In this role, Najibullah commanded more than a thousand fighters, at times acted as a spokesperson for the Taliban, and reported to senior leadership in the Taliban.

During that time, Najibullah and the Taliban fighters under his command conducted attacks intended to kill and which did kill American and NATO troops and their Afghan allies, using automatic weapons, Improvised Explosive Devices (IEDs), Rocket-Propelled Grenades (RPGs) and other anti-tank weapons, including an attack that destroyed an Afghan Border Patrol outpost in or about September 2008.

The indictment said that in about November 2008, Najibullah and his co-conspirators, armed with machineguns, kidnapped "an American journalist" and two Afghan nationals who were assisting the American journalist at "gunpoint" in Afghanistan.

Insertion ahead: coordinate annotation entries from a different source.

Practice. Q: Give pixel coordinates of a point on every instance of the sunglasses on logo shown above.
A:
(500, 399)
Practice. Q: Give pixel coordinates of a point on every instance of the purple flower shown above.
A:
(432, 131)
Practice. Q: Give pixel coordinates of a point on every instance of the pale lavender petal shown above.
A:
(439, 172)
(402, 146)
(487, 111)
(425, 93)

Approximately five days later, Najibullah and his co-conspirators forced the three hostages to hike across the border from Afghanistan to Pakistan, where Najibullah and his co-conspirators detained the hostages.

"For the next seven months, Najibullah and his co-conspirators held the hostages captive in Pakistan," according to the indictment.

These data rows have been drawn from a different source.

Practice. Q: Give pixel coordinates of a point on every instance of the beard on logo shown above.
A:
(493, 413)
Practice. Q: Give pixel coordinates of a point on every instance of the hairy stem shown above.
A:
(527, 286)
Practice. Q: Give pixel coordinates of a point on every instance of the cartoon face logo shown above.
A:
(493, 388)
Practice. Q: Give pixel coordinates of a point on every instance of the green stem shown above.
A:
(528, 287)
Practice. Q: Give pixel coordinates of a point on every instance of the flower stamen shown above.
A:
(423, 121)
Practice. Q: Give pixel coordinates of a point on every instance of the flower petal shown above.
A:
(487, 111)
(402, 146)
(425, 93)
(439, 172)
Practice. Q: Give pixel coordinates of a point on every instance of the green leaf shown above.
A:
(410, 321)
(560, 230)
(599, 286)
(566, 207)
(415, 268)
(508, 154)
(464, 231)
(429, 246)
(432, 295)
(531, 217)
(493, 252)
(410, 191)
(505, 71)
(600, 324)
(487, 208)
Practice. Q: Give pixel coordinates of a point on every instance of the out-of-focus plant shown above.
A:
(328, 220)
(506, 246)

During their captivity, Najibullah and his co-conspirators forced the victims to make numerous calls and videos seeking help.

The indictment said that while in Pakistan, Najibullah and a co-conspirator directed the journalist to call his wife in New York.

In one of the videos, the American journalist was "forced to beg for his life while a guard pointed a machinegun" at his face, the US Department of Justice said.

Najibullah is charged with conspiring to provide material support for acts of terrorism resulting in death; providing material support for acts of terrorism resulting in death; conspiring to murder US nationals; murdering US nationals Hilton, McKay and Palmateer; murdering officers and employees of the United States, and a person assisting them in their duties, by killing Hilton, McKay, Palmateer, and their interpreter.

He is also charged with attempting to murder officers and employees of the United States; conspiring to destroy US military aircraft; destroying a US military aircraft; conspiring to use weapons of mass destruction; conspiring to take hostages; hostage-taking; conspiring to commit kidnapping; and kidnapping, the US Department of Justice added.